Published on September 02, 2008 at 12:22pm

The first time I heard Englishman Johnny Flynn's amazing A Larum, I thought it sounded like Ray Davies working with the Pogues. What puts Flynn in such brilliant company as Davies, the Pogues, Richard Thompson, Billy Bragg and Mark Knopfler is his brilliant meshing of tradition and nouveau. Flynn sounds genuinely authentic, like he's some ancient beamed up from Stonehenge or Hadrian's Wall. His music often has a we've-been-screwed peasant rage that probably served Norman troops well at the Battle of Hastings in 1066. A busker as well as Shakespearean actor, the 25-year-old Flynn has visions of the alleys, cemeteries and squatter tenements peopled by the barely-getting-by.
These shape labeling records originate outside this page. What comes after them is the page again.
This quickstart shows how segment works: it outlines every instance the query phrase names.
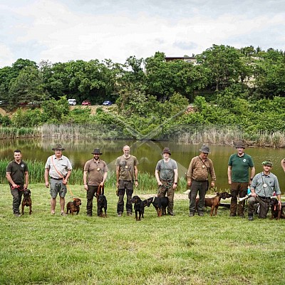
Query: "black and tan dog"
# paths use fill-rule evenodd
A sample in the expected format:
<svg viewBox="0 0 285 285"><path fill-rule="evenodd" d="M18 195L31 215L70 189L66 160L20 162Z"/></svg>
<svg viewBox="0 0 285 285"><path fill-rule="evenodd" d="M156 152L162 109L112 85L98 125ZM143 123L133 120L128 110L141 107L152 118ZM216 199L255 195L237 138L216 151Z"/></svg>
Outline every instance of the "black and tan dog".
<svg viewBox="0 0 285 285"><path fill-rule="evenodd" d="M270 199L270 207L271 209L271 219L285 219L284 209L285 208L285 203L281 203L281 209L278 205L278 200L276 198Z"/></svg>
<svg viewBox="0 0 285 285"><path fill-rule="evenodd" d="M167 197L152 197L145 200L143 203L147 207L152 204L157 216L161 217L166 214L166 208L168 206L169 200Z"/></svg>
<svg viewBox="0 0 285 285"><path fill-rule="evenodd" d="M217 212L218 211L219 202L221 199L225 200L227 198L230 198L232 195L229 194L227 192L223 192L222 193L217 193L217 195L212 198L205 198L204 206L211 207L211 214L210 216L213 215L214 209L214 216L217 216ZM198 207L199 198L196 199L196 209Z"/></svg>
<svg viewBox="0 0 285 285"><path fill-rule="evenodd" d="M76 214L78 214L81 204L81 200L80 198L73 198L73 202L68 202L67 203L66 214L68 214L69 212L71 214L73 214L75 212L76 212Z"/></svg>
<svg viewBox="0 0 285 285"><path fill-rule="evenodd" d="M100 194L98 197L97 207L98 217L107 217L107 198L103 194ZM103 209L105 216L103 214Z"/></svg>
<svg viewBox="0 0 285 285"><path fill-rule="evenodd" d="M134 196L130 202L134 203L135 219L137 221L140 221L140 218L143 218L143 213L145 212L143 201L138 196Z"/></svg>
<svg viewBox="0 0 285 285"><path fill-rule="evenodd" d="M25 189L23 193L22 200L22 214L24 214L24 209L25 206L30 207L29 214L31 214L31 190L29 189Z"/></svg>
The Shane McGowan-ish, spit-in-your-eye "Leftovers" sarcastically turns Dumpster diving for scraps of food into haute cuisine with an irascible, unstoppable chorus: "Leftovers is what I want, don't need no fine cuisine, give me a dime for bacon rind or slip me some of that old sardine." "Tickle Me Pink" is another headlong dash into brilliance, with a trance-inducing repetition that hangs in your brain long after the sound fades. A few tracks have an off-kilter oddness that may limit Flynn's success in the States, but all in all this is an impressive, smart album I suspect I'll be coming back to for years to come.